Can you tell who wrote which lyrics?
It’s tempting to play the “Bob or Robert?” game and guess which lines Hunter contributed, but I don’t think that’s the best way to approach the songs. I don’t listen to Desire trying to separate “Isis” into Bob and Jacques piles, though I confess I’m sometimes quick to pin weaker lines from “Hurricane” and “Joey” on Jacques. There are some loose lines on Together Through Life. “The sun is sinking low / I guess it’s time to go,” Dylan sings on “Life Is Hard,” but unlike the looser lines on Desire, these are mostly successful and more likely to be Dylan’s, since he has recently made a virtue of those sorts of casual, thrown-off lines that often turn out to be very funny.
Both of these songwriters are enamored with the mythic American past. On the new album, Dylan sings, “If you ever go to Houston, keep your hands in your pocket and your gunbelts tight,” which could have been penned by the Dylan who wrote the soundtrack to Pat Garrett and Billy the Kid (1973), or just as easily by Hunter, who frequently writes about outlaws and sheriffs and whose nostalgia is palpable in songs like “Brown-Eyed Women.”
They can both be extremely funny. “Hell is my wife’s hometown” could have been penned by Dylan or by Hunter, who wrote in “Easy Wind,” “Gotta find a woman be good to me / Won’t hide my liquor try to serve me tea.” Both artists have songs populated with strange characters with American-sounding names, so who wrote the lines introducing Sister Lucy and Sister Betsy on the new album? Dylan, who’s given us Rose Marie and Missus Henry, or Hunter, who created Delilah Jones and Charley Phogg — “he blacked my eye and he kicked my dog?”
Dylan’s been criticized for borrowing and not attributing. What do your students think?

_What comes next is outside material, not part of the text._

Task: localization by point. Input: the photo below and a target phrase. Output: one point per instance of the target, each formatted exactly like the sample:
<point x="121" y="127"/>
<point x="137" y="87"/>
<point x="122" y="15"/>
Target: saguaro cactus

Some wonder why he can’t just put something in the liner notes. I think plagiarism is the greatest tool of any writer. Emerson said of Shakespeare, “The greatest genius is the most indebted man.” Shakespeare took 40 percent of his lines straight from other people. A Bob Dylan song is so much better than a Henry Timrod poem, whom he borrowed from for Modern Times.
What do you make of Dylan’s sustained focus on traditional, old-timey music?
It’s kind of his terrain, Americana. He’s proven that he’s a musicologist, a real researcher. And with his old-time radio hour, he’s not afraid to wear it on his sleeve. He knew Muddy Waters. From an early age, he was lucky enough to be mixed up in those crowds and traditions. He has his foot in that world.
He’s produced the last three albums himself. What difference has that made?
He’s a great producer. He’s got a lot going on in these songs, but nothing is calling inordinate attention to itself. They have nice levels. Some of his albums that others have done, the electric guitar might jump out too high, for example.
What differences do you see between the 2009 Bob Dylan and the younger songwriter you’ve been drawing on to teach this year?
Between his debut and Blood on the Tracks, he grew so much. Even the periods in his career that haven’t been people’s favorites, like Nashville Skyline (1969), have contributed to possibilities on later albums. On this record, he’s making use of every tool in his arsenal. With Blood on the Tracks, he was trying to have a more cohesive sound. Today, he can go from rockabilly to ballad quite effortlessly.
I don’t think anyone 10 or 15 years ago would have predicted Dylan would have this kind of renaissance. I’m legitimately enthused about these new albums. I’d put these up there with his best.